Rüzgar var ama Yeldeğirmeni yok!

İktidar yerine Ana Muhalefet partisi olmayı kendisine amaç edinmiş, e-muhtıra türü post modern kalkışmalara karşı tavır almayı bu misyonundan dolayı gereksiz ve uygunsuz gören bir CHP’ nin bırakın Sosyalist Enternasyonel’in belirlediği evrensel ilkelere sahip çıkmasını, asgari özgürlük ve demokrasi arayışlarına bile yanıt verebilmesi olası mıdır?
Genel Başkan yardımcılığını yaptığı Sosyalist Enternasyonel’in toplantısına katılmak yerine dut festivaline gitmeyi tercih edenler sonuçta ülke sorunları ve alternatif çözümler konusunda dut yemiş bülbüle dönerler.
Öte yandan ülke siyasetinde yer almak isteyen bir dolu örgüt ve siyasi parti, AKP’ nin oluşturduğu bu küresel siyasetin karşısında barışın ve emeğin küreselleşmesinden yana aktif politikalar geliştirecek bir sinerji oluşturamıyorlar.
Aslında tüm dünyada hızla yükselen özgürlükçü, demokratik dönüşümlerden, emek ve barıştan yana esen rüzgarı Türkiye topraklarına yönlendirecek bir yel değirmenine her zamankinden çok daha fazla ihtiyaç vardır.

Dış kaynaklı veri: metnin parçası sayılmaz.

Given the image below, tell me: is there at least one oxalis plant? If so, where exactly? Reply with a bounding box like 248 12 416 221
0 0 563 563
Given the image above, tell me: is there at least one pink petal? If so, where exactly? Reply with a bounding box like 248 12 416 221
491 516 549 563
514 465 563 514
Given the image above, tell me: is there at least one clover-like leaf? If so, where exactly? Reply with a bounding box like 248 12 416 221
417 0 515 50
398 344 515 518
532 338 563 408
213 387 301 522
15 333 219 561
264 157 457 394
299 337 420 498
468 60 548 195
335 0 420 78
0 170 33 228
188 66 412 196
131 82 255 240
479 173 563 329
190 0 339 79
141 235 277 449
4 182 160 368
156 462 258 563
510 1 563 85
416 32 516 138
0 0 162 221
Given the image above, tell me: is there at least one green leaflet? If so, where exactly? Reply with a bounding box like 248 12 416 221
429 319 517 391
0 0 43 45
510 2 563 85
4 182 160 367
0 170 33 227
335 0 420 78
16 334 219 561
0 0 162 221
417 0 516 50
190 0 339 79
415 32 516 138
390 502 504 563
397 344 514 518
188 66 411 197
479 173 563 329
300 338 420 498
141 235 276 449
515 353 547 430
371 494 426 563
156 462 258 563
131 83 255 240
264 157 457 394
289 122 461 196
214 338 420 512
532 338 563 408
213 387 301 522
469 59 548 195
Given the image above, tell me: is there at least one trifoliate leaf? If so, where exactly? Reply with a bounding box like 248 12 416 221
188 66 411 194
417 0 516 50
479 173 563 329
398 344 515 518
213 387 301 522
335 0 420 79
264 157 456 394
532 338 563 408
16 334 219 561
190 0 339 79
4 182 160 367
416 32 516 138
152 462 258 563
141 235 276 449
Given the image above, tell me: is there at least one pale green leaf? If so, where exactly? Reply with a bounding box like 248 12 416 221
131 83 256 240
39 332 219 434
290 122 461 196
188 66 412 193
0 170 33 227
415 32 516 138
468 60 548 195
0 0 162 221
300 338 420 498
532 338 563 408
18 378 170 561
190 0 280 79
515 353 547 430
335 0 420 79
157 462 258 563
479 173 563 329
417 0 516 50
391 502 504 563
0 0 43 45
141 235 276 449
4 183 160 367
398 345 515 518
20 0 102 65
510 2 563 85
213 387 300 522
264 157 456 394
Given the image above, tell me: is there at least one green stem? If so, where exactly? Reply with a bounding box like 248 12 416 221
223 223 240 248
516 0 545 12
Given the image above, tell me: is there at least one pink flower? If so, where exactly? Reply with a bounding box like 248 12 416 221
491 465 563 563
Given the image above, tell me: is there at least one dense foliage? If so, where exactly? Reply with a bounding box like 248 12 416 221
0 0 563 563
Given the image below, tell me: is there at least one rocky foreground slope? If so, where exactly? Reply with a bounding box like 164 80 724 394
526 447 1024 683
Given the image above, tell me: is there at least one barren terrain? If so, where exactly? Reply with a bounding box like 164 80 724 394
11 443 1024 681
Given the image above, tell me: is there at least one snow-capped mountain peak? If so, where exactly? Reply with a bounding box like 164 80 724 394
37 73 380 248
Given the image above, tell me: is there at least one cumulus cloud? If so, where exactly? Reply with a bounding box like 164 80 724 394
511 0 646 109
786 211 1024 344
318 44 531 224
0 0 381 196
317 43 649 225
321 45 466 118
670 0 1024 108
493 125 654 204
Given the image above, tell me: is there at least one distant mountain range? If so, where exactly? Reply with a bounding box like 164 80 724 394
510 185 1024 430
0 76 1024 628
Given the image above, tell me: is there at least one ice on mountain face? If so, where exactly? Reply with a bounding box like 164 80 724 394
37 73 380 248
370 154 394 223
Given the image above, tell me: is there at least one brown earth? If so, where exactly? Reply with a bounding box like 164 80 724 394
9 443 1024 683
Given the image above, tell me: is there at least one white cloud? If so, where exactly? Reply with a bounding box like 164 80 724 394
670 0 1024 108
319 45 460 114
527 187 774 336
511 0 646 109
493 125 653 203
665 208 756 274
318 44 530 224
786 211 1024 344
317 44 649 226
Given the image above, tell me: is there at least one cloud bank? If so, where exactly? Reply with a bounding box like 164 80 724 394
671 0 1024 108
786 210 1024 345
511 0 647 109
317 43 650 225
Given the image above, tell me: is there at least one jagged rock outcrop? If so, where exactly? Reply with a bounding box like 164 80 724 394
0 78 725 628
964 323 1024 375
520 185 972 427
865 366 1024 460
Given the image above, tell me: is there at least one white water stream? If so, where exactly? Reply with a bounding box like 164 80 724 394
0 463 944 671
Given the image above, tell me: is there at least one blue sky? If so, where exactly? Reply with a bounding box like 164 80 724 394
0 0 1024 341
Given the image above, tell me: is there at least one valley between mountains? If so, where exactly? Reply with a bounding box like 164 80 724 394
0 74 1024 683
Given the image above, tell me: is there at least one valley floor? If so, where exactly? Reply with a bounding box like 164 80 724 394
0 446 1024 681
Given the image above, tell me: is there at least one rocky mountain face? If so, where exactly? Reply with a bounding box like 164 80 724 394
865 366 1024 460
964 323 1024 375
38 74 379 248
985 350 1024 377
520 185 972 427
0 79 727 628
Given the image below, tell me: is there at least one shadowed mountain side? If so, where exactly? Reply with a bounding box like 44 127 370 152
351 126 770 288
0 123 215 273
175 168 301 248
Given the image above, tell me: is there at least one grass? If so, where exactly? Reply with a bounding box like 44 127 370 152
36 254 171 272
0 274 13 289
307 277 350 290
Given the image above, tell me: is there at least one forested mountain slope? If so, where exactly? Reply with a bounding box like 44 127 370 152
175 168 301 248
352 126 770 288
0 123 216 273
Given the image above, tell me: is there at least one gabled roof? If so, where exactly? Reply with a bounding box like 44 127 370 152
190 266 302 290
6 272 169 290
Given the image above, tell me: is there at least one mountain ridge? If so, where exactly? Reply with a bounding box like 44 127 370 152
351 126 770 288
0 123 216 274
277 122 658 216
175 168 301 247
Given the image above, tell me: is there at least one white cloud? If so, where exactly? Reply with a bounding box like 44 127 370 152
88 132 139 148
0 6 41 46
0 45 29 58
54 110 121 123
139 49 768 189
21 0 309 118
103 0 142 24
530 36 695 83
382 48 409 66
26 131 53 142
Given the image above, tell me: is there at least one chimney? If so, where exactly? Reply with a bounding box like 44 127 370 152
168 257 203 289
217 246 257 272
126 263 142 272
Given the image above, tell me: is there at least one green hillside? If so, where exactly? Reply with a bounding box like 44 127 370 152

Bu yel değirmeninin doğru rotasını belirleyebilmek, tersten esen rüzgarlara karşı koruyabilmek için tüm demokrasi paydaşlarının güçlerini birleştirmesi, geçmişteki önyargılardan kurtularak, barış-emek-dayanışma ve özgürlük temelinde, toplumsal dayanakları güçlü bir siyasi örgütlenmeyi gerçekleştirmeleri şart olmuştur.
Aksi halde Ergenekon’ la başlayan bu süreci AKP’ nin sonlandırabilmesi, gizli kalmış olayların aydınlanması ve cinayet çetelerinden, darbecilerden hesap sorulabilmesi hayal olur.
Daha da kötüsü adı ne olursa olsun, görünen bu örgütün şimdilik görünen kişileri üzerinden tüm gizli kalmış suçların dosyaları bir daha açılmamak üzere kapatılabilir.
Geçmişle hesaplaşmadan, sorumlulardan işlenen tüm bu cinayetlerin, insanlık dışı uygulamaların hesabı sorulmadan Türkiye’ de yeni bir döneme geçilemez.
Geçilse de adı, yeni bir dönem olmaz.
Bu gün ülkemizde dünyada esen bu rüzgara uygun bir siyasal ve sosyal iklim oluşmuştur. Konjonktür, demokrasi güçlerinin her türlü işbirliği ve siyasal alternatif üretmesi için uygundur.
Artık, son kullanma tarihi geçmiş siyaset bezirganlarından kurtulmanın, ülkemizin aydınlık geleceğini kurma adına, yeni ve kalıcı sosyal politikaların oluşturulmasının, iktidar alternatifi olacak bir siyasi örgütlenmeyi gerçekleştirmenin tam zamanıdır.
Boşa geçirilecek zaman yoktur.

Kendisine, aydın, demokrat, devrimci, solcu, sosyalist diyen herkesin, bu ülkede yoksulluk, yolsuzluk ve ahlaksızlığın sona ermesi, insanların yarına güvenle bakabileceği, sabah özgür kalkabileceğine inanacağı bir ülkenin bireyleri olma hazzını ve onurunu yaşayabileceği bir demokratik toplum yapısına kavuşması için, çaba göstermesi gerekir.
Adına ister liberal desin, ister yenilikçi, sol-ist değil, gerçek anlamda solcu insanların oluşturacağı barış ve emek eksenli bir siyasal partinin Türkiye’ de maddi koşulları vardır.
Yeter ki demokrasi ve özgürlüklerden yana esen bu rüzgarı bir toplumsal enerjiye dönüştürecek yel değirmenini kurabilme azim ve kararlılığını gösterebilelim.
Türkiye’ de AKP’ ye alternatif olabilecek siyasi oluşum bu yel değirmeninin yayacağı enerjiden oluşacaktır ve ülkesine ve insanlığa karşı sorumluluk duyan herkesin ve her kesimin bu değirmeni çalıştırmak gibi bir görevi olmalıdır.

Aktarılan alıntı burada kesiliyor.